Pembangunan jembatan tersebut resmi dimulai dengan peletakan batu pertama oleh Kapolda Banten Irjen Pol Hengki, didampingi Kapolres Serang AKBP Andri Kurniawan serta Wakil Bupati Serang Najib Hamas, Rabu (15/4/2026).
Kabupaten Serang ; Harapan baru akhirnya datang bagi warga Kampung Sadea, Desa Pasir Buyut, Kecamatan Jawilan. Setelah bertahun-tahun bergantung pada jembatan sederhana yang akhirnya hanyut diterjang banjir, akses vital masyarakat kini mulai dibangun kembali melalui proyek Jembatan Merah Putih Presisi.
Pembangunan jembatan tersebut resmi dimulai dengan peletakan batu pertama oleh Kapolda Banten Irjen Pol Hengki, didampingi Kapolres Serang AKBP Andri Kurniawan serta Wakil Bupati Serang Najib Hamas, Rabu (15/4/2026).
Kegiatan ini turut dihadiri jajaran pejabat utama Polda Banten dan Polres Serang, unsur Muspika Kecamatan Jawilan, tokoh agama dari MUI, organisasi kepemudaan, hingga masyarakat setempat yang menyambut penuh antusias.
Dalam sambutannya, Kapolda Banten Hengki menegaskan bahwa pembangunan jembatan ini bukan sekadar proyek fisik, melainkan simbol hadirnya negara dalam menjawab kebutuhan dasar masyarakat.
“Ini bukan hanya pembangunan infrastruktur, tetapi investasi masa depan. Anak-anak kita membutuhkan akses yang aman dan layak untuk pergi ke sekolah,” ujarnya.
Diketahui, jembatan lama yang menghubungkan Kampung Sadea dengan sejumlah wilayah sekitar telah ada sejak masa penjajahan Belanda dengan konstruksi bambu dan kayu. Kondisinya yang rentan akhirnya tidak mampu bertahan saat diterjang banjir luapan Sungai Cibereum, hingga memutus akses warga secara total.
Akibatnya, aktivitas masyarakat terganggu, termasuk anak-anak yang kesulitan menuju sekolah serta terhambatnya mobilitas ekonomi antar kampung.

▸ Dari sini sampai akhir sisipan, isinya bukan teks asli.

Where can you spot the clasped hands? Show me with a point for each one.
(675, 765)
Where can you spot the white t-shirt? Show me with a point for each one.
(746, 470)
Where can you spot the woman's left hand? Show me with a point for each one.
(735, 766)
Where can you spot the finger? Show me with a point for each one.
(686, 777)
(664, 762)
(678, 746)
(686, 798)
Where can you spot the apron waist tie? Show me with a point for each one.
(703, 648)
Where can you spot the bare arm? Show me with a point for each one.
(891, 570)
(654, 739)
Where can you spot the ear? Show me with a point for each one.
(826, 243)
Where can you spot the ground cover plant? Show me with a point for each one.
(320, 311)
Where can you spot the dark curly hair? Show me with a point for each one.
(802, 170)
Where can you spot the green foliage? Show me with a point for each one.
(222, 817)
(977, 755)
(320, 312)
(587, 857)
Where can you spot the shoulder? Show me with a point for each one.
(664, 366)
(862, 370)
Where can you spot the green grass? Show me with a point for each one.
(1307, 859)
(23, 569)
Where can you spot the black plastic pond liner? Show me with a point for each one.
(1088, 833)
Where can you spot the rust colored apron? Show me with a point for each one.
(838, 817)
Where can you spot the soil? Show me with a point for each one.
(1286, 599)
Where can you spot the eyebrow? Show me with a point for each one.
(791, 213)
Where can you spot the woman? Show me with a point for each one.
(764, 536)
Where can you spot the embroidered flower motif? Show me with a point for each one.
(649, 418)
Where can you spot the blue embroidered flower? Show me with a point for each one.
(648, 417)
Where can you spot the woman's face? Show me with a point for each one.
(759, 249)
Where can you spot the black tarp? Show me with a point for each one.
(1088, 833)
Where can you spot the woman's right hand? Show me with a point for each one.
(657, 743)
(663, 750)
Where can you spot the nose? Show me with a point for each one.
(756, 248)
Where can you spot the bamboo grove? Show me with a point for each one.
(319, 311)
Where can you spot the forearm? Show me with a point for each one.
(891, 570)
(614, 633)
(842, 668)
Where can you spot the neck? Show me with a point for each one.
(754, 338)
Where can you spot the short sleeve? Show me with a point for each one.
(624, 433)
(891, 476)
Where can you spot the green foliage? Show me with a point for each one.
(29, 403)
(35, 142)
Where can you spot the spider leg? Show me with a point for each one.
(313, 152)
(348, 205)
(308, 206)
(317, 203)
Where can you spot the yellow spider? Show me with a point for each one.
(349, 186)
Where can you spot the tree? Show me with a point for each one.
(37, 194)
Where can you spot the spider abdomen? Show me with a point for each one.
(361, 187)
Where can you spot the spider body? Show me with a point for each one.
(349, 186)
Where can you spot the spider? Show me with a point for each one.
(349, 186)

Kapolres Serang Andri Kurniawan menjelaskan, pembangunan jembatan baru ini merupakan bentuk nyata pelayanan Polri kepada masyarakat sekaligus dukungan terhadap percepatan pembangunan nasional.
“Jembatan ini akan menjadi penghubung penting bagi aktivitas sosial dan ekonomi warga. Ini bentuk kepedulian Polri agar masyarakat tidak lagi terisolasi,” katanya.
Jembatan Merah Putih Presisi tersebut akan dibangun dengan konstruksi gantung berbahan baja sepanjang 26 meter dan lebar 1,2 meter. Proyek ini didanai melalui anggaran CSR sebesar Rp260 juta dengan target pengerjaan selama 70 hari, terhitung sejak 15 April hingga 23 Juni 2026.
Selain prosesi groundbreaking, kegiatan juga diisi dengan pembagian paket sembako kepada warga sebagai bentuk kepedulian sosial terhadap masyarakat terdampak.
Dengan dimulainya pembangunan ini, masyarakat Kampung Sadea kini kembali menaruh harapan besar. Tak hanya sebagai penghubung antar wilayah, jembatan baru ini diharapkan menjadi jalan pembuka bagi masa depan yang lebih baik, menghubungkan akses pendidikan, memperlancar roda ekonomi, serta memperkuat kesejahteraan warga di Kabupaten Serang.